Structural insights into C. glabrata RPE1 provide valuable foundations for rational design of selective inhibitors through the following approaches:

• Active site targeting strategy:

  • Identify unique structural features of the C. glabrata RPE1 catalytic pocket compared to human homologs

  • Focus on differences in amino acid composition, pocket depth, hydrophobicity patterns, and charge distribution

  • Design transition state analogs that exploit fungal-specific interactions

  • Develop competitive inhibitors that mimic substrate binding but incorporate non-hydrolyzable modifications

• Allosteric inhibition approach:

  • Map allosteric sites unique to fungal RPE1 using molecular dynamics simulations

  • Target hexamer assembly interfaces to disrupt quaternary structure

  • Design inhibitors that lock the enzyme in an inactive conformation

  • Exploit species-specific regulatory sites identified through structural analysis

• Structure-based virtual screening workflow:

  • Develop high-quality homology models if crystal structures are unavailable

  • Perform molecular docking of large compound libraries against identified pockets

  • Prioritize compounds based on predicted binding energy and selectivity

  • Refine hits through fragment-based approaches and structure-activity relationship studies

• Experimental validation pipeline:

  • Enzymatic assays to confirm inhibitory activity

  • Thermal shift assays to verify target engagement

  • X-ray crystallography of enzyme-inhibitor complexes

  • Cellular activity assays to confirm antifungal properties

  • Selectivity profiling against human RPE homologs

This integrated approach maximizes the probability of developing potent and selective RPE1 inhibitors as potential antifungal agents against C. glabrata infections, which are often resistant to conventional treatments .
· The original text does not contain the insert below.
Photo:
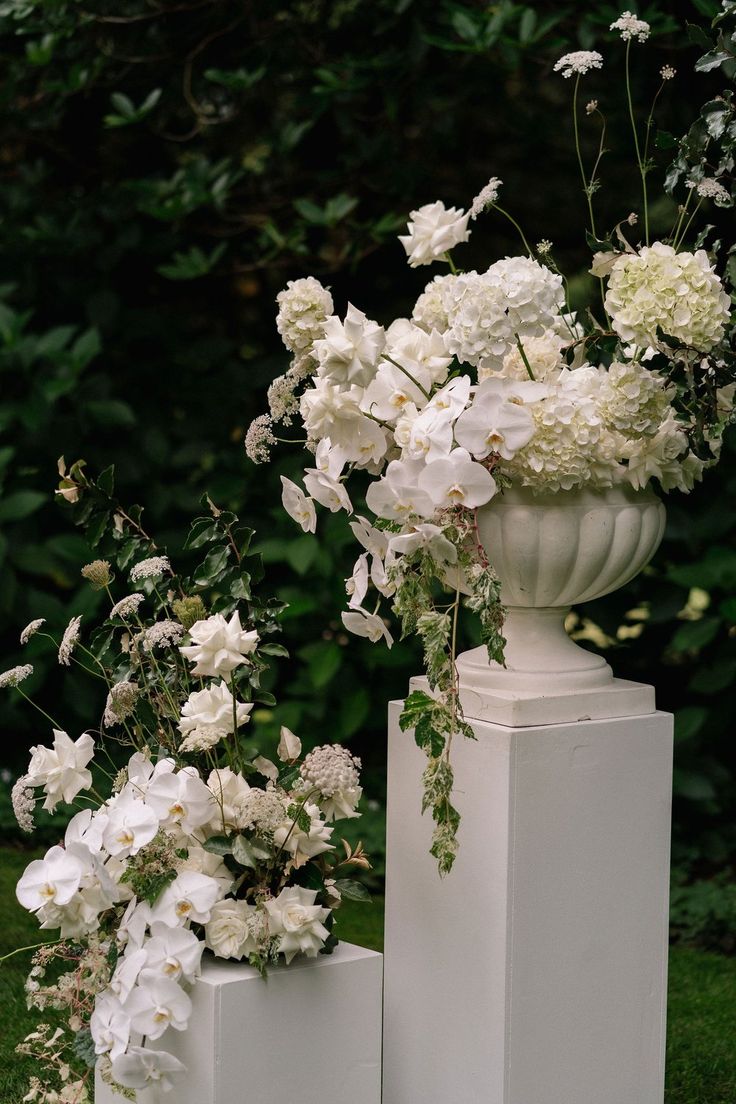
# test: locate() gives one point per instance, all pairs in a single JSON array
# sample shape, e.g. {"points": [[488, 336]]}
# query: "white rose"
{"points": [[297, 921], [228, 933]]}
What are the technical challenges in expressing and characterizing mutant variants of C. glabrata RPE1, and how can they be overcome?

Expressing and characterizing mutant variants of C. glabrata RPE1 presents several technical challenges that require specific solutions:

By systematically addressing these challenges, researchers can generate reliable structure-function data on C. glabrata RPE1 mutants, advancing understanding of this enzyme's role in fungal metabolism and potential as a therapeutic target.